Mumbai Sea-food industry hit by US tariffs thousands of livelihoods at stake
Prior to August 2025, frozen seafood faced a 10% duty in the US. The Trump administration raised it first to 25% from August 7 and now to a staggering 50%.
The 50 percent tariff on Indian frozen seafood exports to the US, World’s largest seafood market, has overshadowed a sector that has flourished for generations.
At Mumbai’s Sassoon Dock in Mumbai, one of Maharashtra’s busiest and largest seafood-exporting hubs, the air is clouded with apprehension with the usual bustle of unloading, catches, auctioning and processing seafood.
Reportedly, the industry in Mumbai which has sustained countless families for decades, now faces a future clouded by uncertainty.
The fishing industry in Sassoon Dock is already encountering an extinction threat due to the Mumbai Port Authority’s leasing out of godowns for other commercial purposes, a subject that has consistently been reported in the media.
US president Donald Trump’s tariff has stressed the industry.
Until early August 2025, frozen seafood from India faced a 10% duty in the US. The Trump administration raised it first to 25% from August 7 and now to a staggering 50%. Exporters and auctioneers warn that this sharp increase could dismantle what has long been a lucrative trade.

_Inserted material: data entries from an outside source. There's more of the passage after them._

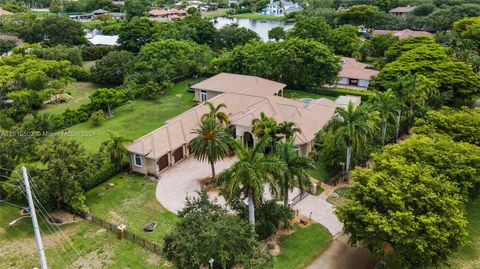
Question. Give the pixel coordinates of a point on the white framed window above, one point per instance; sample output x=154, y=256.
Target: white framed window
x=138, y=160
x=203, y=96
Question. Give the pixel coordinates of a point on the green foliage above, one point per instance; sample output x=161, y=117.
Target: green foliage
x=97, y=118
x=113, y=68
x=407, y=205
x=60, y=52
x=6, y=46
x=299, y=63
x=171, y=60
x=277, y=33
x=463, y=125
x=107, y=99
x=53, y=30
x=132, y=35
x=206, y=231
x=232, y=35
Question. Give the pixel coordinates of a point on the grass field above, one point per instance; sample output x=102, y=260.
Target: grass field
x=215, y=13
x=98, y=247
x=131, y=202
x=80, y=91
x=294, y=94
x=301, y=247
x=144, y=117
x=258, y=16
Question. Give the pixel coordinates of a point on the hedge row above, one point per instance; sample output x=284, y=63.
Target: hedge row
x=335, y=92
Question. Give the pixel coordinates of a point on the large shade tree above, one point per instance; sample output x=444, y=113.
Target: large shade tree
x=295, y=174
x=353, y=126
x=250, y=174
x=211, y=142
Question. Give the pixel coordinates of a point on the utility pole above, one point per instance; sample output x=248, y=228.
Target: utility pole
x=33, y=215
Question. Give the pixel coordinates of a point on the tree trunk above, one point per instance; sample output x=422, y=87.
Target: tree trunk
x=384, y=132
x=251, y=209
x=285, y=196
x=213, y=170
x=347, y=165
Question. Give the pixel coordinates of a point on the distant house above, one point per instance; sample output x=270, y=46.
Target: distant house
x=172, y=14
x=354, y=74
x=402, y=33
x=401, y=11
x=280, y=8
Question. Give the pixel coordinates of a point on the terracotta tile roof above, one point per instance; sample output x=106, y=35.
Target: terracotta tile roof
x=351, y=68
x=235, y=83
x=241, y=108
x=402, y=34
x=406, y=9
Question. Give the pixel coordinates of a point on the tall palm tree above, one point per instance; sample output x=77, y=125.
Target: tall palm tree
x=211, y=142
x=414, y=90
x=386, y=104
x=352, y=126
x=264, y=126
x=115, y=147
x=250, y=174
x=288, y=129
x=295, y=174
x=216, y=114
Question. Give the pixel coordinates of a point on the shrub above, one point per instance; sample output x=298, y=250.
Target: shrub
x=97, y=118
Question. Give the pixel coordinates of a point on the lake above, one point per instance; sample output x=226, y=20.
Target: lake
x=261, y=27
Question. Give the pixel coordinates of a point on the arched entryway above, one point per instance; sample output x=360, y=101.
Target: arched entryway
x=178, y=154
x=248, y=139
x=163, y=162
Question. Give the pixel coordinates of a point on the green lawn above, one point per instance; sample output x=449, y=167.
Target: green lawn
x=258, y=16
x=144, y=117
x=80, y=92
x=295, y=94
x=220, y=12
x=97, y=246
x=301, y=247
x=131, y=202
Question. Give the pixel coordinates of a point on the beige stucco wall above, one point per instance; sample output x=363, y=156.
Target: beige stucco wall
x=210, y=95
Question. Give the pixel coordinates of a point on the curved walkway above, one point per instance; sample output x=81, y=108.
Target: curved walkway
x=181, y=180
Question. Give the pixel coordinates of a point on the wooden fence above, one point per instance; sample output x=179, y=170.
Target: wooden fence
x=148, y=244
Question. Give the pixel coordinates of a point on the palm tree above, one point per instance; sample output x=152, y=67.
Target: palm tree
x=211, y=142
x=386, y=104
x=115, y=148
x=250, y=174
x=215, y=113
x=295, y=174
x=352, y=126
x=288, y=129
x=264, y=126
x=414, y=90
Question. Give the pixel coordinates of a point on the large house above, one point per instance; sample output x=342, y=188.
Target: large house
x=245, y=97
x=354, y=74
x=280, y=8
x=401, y=33
x=401, y=11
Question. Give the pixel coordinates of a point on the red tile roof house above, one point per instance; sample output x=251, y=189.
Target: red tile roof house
x=401, y=11
x=354, y=74
x=245, y=97
x=401, y=33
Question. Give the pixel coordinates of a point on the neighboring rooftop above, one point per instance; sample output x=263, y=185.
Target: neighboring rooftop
x=241, y=109
x=235, y=83
x=104, y=40
x=406, y=9
x=401, y=33
x=352, y=68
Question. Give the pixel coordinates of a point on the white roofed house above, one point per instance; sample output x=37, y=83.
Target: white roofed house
x=244, y=100
x=354, y=74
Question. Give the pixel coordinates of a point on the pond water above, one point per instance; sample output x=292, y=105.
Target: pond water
x=261, y=27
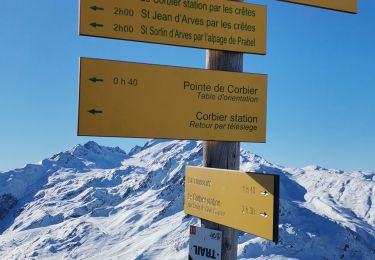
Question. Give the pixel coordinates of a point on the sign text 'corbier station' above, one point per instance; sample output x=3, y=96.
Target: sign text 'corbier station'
x=220, y=24
x=245, y=201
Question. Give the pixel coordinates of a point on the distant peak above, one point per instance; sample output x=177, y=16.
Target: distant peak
x=313, y=168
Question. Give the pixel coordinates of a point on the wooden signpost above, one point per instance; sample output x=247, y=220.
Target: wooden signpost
x=221, y=25
x=140, y=100
x=245, y=201
x=349, y=6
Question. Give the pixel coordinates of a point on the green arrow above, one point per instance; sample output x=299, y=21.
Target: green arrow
x=94, y=24
x=95, y=79
x=97, y=8
x=94, y=111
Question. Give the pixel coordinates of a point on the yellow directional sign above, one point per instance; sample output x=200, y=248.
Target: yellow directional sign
x=349, y=6
x=245, y=201
x=221, y=25
x=139, y=100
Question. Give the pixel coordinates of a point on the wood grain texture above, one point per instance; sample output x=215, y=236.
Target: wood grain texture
x=224, y=155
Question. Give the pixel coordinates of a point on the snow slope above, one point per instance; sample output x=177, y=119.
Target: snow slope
x=95, y=202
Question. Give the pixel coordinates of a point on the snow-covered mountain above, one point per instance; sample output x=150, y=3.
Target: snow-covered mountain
x=95, y=202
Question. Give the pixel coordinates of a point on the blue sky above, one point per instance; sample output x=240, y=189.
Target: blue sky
x=321, y=67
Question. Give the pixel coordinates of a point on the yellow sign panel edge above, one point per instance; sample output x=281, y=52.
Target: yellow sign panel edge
x=346, y=10
x=158, y=65
x=276, y=186
x=180, y=45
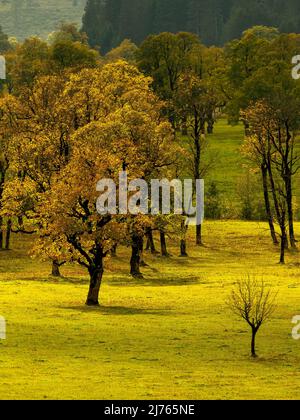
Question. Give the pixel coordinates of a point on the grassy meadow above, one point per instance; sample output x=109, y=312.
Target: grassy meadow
x=168, y=336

According to Vasant Bhuchade, president of the Marine Products Auctioneers Association, if the Indian government doesn’t find a solution to the tariff, exporters will not value fishermen. Adding that traders and exporters will ask for a cheaper rate during auctions, and fishermen, who usually earn good money from prawns, will then not bother going into the water for prawns. The ripple effect will even rob the women who shell prawns of their income. Prawns are the mainstay of fishing activity, and this tariff will put the entire industry in danger.

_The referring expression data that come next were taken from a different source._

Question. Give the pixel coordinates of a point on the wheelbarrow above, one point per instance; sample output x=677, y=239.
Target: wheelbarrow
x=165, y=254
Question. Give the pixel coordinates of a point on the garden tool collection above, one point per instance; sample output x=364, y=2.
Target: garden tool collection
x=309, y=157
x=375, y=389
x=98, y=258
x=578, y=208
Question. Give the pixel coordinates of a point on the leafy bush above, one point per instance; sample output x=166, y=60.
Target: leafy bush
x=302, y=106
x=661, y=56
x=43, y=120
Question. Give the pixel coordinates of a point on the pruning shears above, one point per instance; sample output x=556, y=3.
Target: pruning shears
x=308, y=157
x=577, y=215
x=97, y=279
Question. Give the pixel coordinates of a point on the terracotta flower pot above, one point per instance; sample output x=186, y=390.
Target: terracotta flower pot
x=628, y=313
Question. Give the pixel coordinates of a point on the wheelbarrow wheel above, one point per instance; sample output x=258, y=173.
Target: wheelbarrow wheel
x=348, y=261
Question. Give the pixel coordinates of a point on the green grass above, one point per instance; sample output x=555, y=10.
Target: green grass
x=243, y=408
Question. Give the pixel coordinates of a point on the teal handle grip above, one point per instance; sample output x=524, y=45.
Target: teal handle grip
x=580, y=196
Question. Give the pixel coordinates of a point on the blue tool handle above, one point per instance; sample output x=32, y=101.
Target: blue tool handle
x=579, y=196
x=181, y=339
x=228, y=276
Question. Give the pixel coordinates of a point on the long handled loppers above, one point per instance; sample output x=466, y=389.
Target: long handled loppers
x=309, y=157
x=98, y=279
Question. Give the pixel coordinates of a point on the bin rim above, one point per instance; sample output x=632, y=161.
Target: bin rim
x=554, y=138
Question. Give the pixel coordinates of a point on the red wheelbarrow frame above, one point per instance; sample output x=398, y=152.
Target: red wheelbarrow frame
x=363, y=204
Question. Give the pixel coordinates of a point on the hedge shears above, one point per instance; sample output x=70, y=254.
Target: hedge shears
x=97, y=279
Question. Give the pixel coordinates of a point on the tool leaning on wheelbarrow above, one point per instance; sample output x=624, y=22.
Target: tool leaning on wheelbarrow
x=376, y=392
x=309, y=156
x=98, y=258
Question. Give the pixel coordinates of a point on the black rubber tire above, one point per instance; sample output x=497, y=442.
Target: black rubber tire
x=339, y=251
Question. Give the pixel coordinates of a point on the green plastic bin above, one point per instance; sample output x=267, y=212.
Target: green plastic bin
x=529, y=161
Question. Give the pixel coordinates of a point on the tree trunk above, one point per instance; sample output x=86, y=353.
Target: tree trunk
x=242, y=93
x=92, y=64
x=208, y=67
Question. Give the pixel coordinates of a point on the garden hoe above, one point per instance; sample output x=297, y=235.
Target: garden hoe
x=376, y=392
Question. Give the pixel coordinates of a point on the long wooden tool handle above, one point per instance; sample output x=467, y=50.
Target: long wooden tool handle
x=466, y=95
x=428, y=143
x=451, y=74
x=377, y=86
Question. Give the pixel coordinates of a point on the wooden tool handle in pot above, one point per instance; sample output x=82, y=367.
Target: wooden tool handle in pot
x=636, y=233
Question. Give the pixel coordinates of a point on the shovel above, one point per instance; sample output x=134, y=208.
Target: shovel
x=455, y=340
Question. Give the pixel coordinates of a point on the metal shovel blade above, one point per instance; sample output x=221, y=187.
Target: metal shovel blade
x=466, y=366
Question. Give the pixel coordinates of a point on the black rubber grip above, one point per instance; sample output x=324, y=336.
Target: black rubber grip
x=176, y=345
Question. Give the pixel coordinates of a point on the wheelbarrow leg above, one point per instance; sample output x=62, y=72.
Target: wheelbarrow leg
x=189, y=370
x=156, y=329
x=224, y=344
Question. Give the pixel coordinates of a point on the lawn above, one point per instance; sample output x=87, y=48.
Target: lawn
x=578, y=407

Exporters will be put into dire straits under the tariff hike since the US and China are their primary markets. The consequences are expected to cascade down the supply chain from exporters to fishermen, aquaculture farmers, and even prawn shellers. With exporters likely to pass on the burden of increased tariffs, those on the ground stand to lose the most.
Krishna Pawle, president of the Shiv Bharatiya Port Trust Sena, voiced his concerns attributing that in the last 25 years, prawn prices have remained stable owing to steady aquaculture practices. “Sea prawn rates hover around her ₹300 per kilo, depending on the size.
Now, with the 50% tariff, exporters may force the price down to ₹250 or even ₹225 per kilo. This will directly hit fishermen, just like falling prices have devastated farmers in other sectors.”
Pawle went on to add that a single trawler fishing trip of eight to ten days cost nearly ₹4 lakh, factoring in diesel, ice and labour. If prawn prices fall, the economics just don’t add up
That the fishermen will stop going for prawns, and this will cripple not just fishing but also prawn-shelling units. It will cause massive unemployment.”
By some estimates, Sassoon Dock exports roughly 30 tonnes of prawn daily for nearly 300 days a year, with each kilogram priced around ₹300, a significant contributor to the local economy. In the two-month monsoon fishing ban, the industry already slows down.
There are over 12,000 prawns peelers in Sassoon Dock in Colaba. For workers like Jayashree N, who has been shelling prawns for the last two decades, the ripple effects of the tariff are already deeply worrying. Jayshree adds that she works from 7 am to 7pm and earns ₹600 a day. This being her. only livelihood,” further adding that “If exporters start paying less, fishermen will stop catching prawns, and we won’t have any work. It’s a chain reaction and they are at the bottom of it.